Według Napolitano, która wypowiedziała się na ten temat w programie ABC News, bomby miały cechy charakterystyczne dla Al-Kaidy, bądź sprzymierzonej z nią Al-Kaidy na Półwyspie Arabskim. W telewizji CNN Napolitano dodała, że - jak się wydaje - w bombach tych był materiał wybuchowy tego samego typu, co materiał, użyty w grudniu zeszłego roku do nieudanego zamachu na samolot USA, który leciał z Amsterdamu do Detroit. O takich samych ustaleniach ekspertów poinformował też Dubaj.
"Śledztwo w sprawie podejrzanych przesyłek pochodzących z Jemenu znalezionych przez ekipę poszukiwawczą w paczkach amerykańskiej firmy transportu powietrznego FedEx wykazało, że (jedna z paczek) zawierała drukarkę komputerową, w której ekranie znajdowały się materiały wybuchowe" - napisano w komunikacie.

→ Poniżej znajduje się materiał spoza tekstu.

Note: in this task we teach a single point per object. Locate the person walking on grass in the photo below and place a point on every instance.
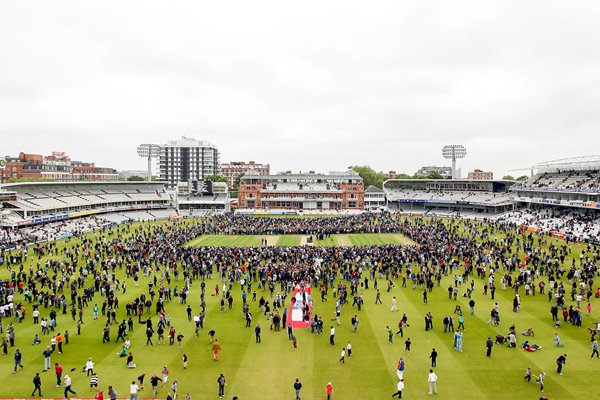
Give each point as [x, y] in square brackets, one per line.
[58, 372]
[37, 383]
[399, 389]
[221, 382]
[329, 390]
[18, 358]
[528, 374]
[216, 348]
[560, 362]
[133, 390]
[297, 387]
[433, 357]
[432, 379]
[488, 346]
[394, 306]
[595, 349]
[540, 379]
[332, 336]
[68, 387]
[257, 333]
[400, 368]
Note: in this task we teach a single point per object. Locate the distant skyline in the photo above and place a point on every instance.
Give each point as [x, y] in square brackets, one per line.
[312, 86]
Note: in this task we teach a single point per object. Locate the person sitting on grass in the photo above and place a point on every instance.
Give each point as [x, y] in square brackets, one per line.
[530, 347]
[528, 332]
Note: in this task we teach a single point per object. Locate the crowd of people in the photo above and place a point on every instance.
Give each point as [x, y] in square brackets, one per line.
[90, 271]
[574, 225]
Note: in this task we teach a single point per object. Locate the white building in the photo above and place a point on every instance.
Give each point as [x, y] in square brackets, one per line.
[374, 198]
[186, 160]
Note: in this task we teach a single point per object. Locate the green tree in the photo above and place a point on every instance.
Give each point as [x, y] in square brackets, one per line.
[370, 176]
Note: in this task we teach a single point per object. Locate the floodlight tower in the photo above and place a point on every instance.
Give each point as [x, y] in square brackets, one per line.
[452, 152]
[149, 151]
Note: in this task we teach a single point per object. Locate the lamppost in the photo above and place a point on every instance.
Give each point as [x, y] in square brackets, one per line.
[149, 151]
[452, 152]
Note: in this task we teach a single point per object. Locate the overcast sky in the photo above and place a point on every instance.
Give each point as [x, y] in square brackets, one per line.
[304, 85]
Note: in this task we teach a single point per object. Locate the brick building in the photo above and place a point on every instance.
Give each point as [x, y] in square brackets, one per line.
[57, 167]
[233, 170]
[335, 191]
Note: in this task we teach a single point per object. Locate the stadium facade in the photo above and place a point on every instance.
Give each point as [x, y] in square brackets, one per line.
[56, 167]
[25, 204]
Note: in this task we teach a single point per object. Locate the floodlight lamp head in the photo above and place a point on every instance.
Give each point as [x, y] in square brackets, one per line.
[454, 151]
[148, 150]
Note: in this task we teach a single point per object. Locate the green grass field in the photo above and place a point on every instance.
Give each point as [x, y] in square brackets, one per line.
[268, 370]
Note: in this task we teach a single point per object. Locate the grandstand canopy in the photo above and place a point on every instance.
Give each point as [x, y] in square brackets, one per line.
[582, 163]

Policja w Dubaju wydała w sobotę oświadczenie, w którym poinformowała, że znaleziona w samolocie lecącym do USA przesyłka z Jemenu, zawierająca materiały wybuchowe i detonator, "nosiła ślady typowe dla organizacji terrorystycznych takich jak Al-Kaida".

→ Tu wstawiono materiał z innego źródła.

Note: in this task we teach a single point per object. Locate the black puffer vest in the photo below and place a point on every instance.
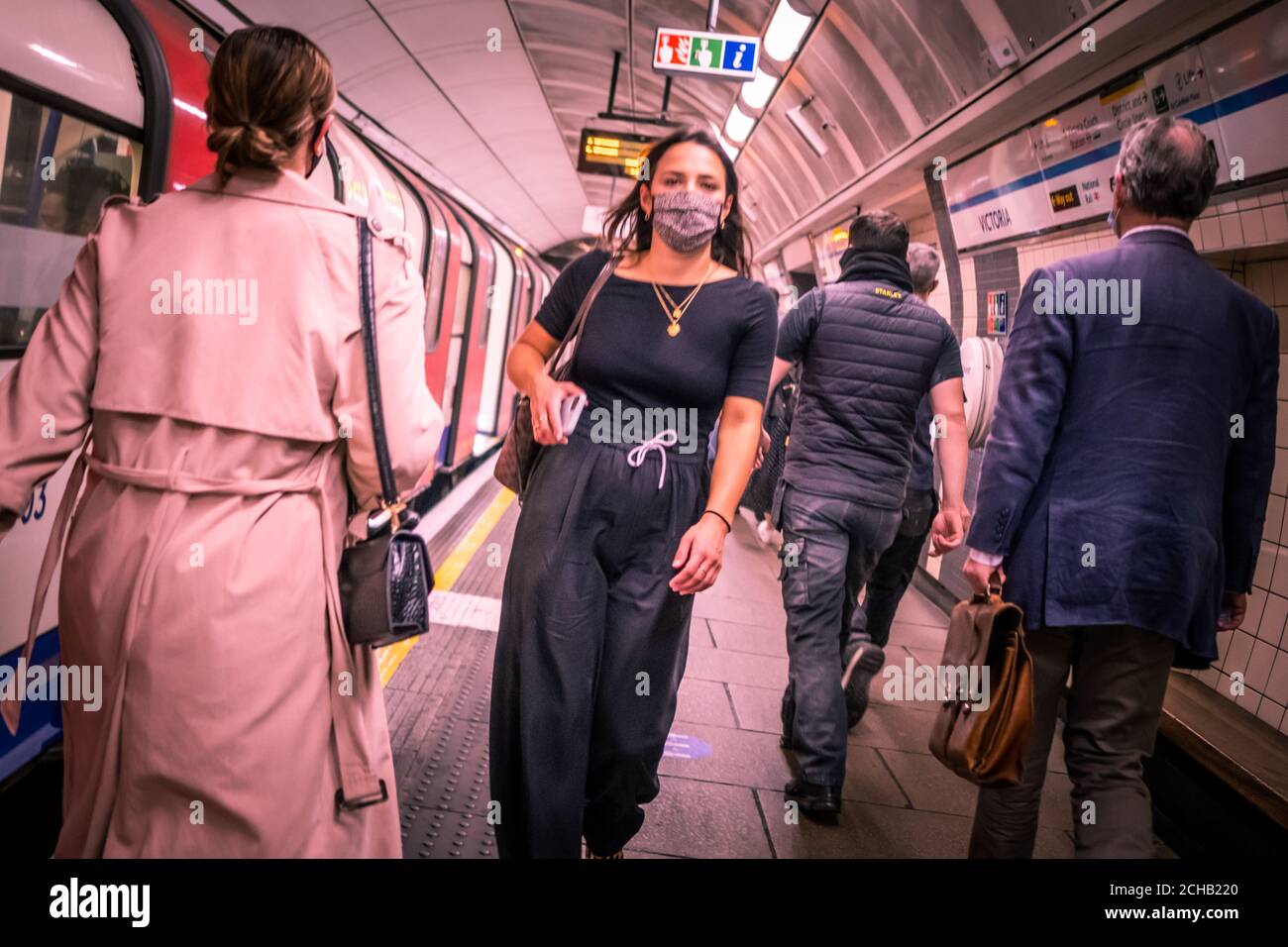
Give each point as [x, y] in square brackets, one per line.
[870, 363]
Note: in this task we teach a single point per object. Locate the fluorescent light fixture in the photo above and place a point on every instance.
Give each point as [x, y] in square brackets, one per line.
[738, 125]
[52, 54]
[191, 110]
[807, 132]
[756, 91]
[786, 30]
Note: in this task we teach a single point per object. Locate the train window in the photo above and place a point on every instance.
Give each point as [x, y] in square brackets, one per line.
[438, 243]
[500, 302]
[325, 174]
[56, 171]
[458, 341]
[416, 221]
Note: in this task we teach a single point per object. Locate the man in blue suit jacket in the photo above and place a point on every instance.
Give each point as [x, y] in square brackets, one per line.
[1124, 487]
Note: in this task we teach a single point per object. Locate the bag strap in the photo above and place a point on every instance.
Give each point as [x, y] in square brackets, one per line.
[368, 308]
[580, 320]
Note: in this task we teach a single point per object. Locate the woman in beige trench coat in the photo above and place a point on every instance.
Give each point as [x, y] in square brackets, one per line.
[200, 567]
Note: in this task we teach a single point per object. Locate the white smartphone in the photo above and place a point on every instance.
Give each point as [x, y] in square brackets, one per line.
[570, 410]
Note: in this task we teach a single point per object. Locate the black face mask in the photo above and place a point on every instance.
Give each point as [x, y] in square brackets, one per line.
[314, 158]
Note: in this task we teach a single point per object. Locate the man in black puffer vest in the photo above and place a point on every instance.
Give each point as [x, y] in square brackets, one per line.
[870, 351]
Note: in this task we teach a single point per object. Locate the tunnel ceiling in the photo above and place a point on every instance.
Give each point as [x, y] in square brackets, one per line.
[505, 125]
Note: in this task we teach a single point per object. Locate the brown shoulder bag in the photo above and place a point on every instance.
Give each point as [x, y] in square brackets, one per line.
[986, 742]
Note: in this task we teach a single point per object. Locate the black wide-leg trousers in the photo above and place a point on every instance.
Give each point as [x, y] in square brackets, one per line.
[591, 647]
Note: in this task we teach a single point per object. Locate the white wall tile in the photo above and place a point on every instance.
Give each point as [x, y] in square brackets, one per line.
[1253, 227]
[1276, 686]
[1273, 618]
[1260, 664]
[1271, 712]
[1232, 231]
[1276, 223]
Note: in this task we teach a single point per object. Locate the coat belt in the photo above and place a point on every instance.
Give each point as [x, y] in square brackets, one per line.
[359, 780]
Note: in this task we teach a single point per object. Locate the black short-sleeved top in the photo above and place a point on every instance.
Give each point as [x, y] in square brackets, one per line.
[725, 347]
[870, 351]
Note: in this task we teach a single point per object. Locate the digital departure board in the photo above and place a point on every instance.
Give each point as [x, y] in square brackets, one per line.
[616, 154]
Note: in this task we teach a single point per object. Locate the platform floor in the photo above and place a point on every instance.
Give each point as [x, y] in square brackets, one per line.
[722, 774]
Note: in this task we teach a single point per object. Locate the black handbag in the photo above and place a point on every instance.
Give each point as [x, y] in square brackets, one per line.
[385, 579]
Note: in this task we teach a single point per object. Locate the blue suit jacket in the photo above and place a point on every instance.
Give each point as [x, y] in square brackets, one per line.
[1116, 482]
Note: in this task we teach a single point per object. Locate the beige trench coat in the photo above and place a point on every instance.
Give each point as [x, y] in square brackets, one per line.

- Ładunek wybuchowy został przygotowany w profesjonalny sposób i wyposażony w obwód elektryczny powiązany z kartą do telefonu komórkowego ukrytą w drukarce" - podkreślono. - Sposób przygotowania ładunku nosi cechy podobne do tych, jakie mają ładunki wykorzystywane przez takie grupy terrorystyczne jak Al-Kaida" - głosi komunikat.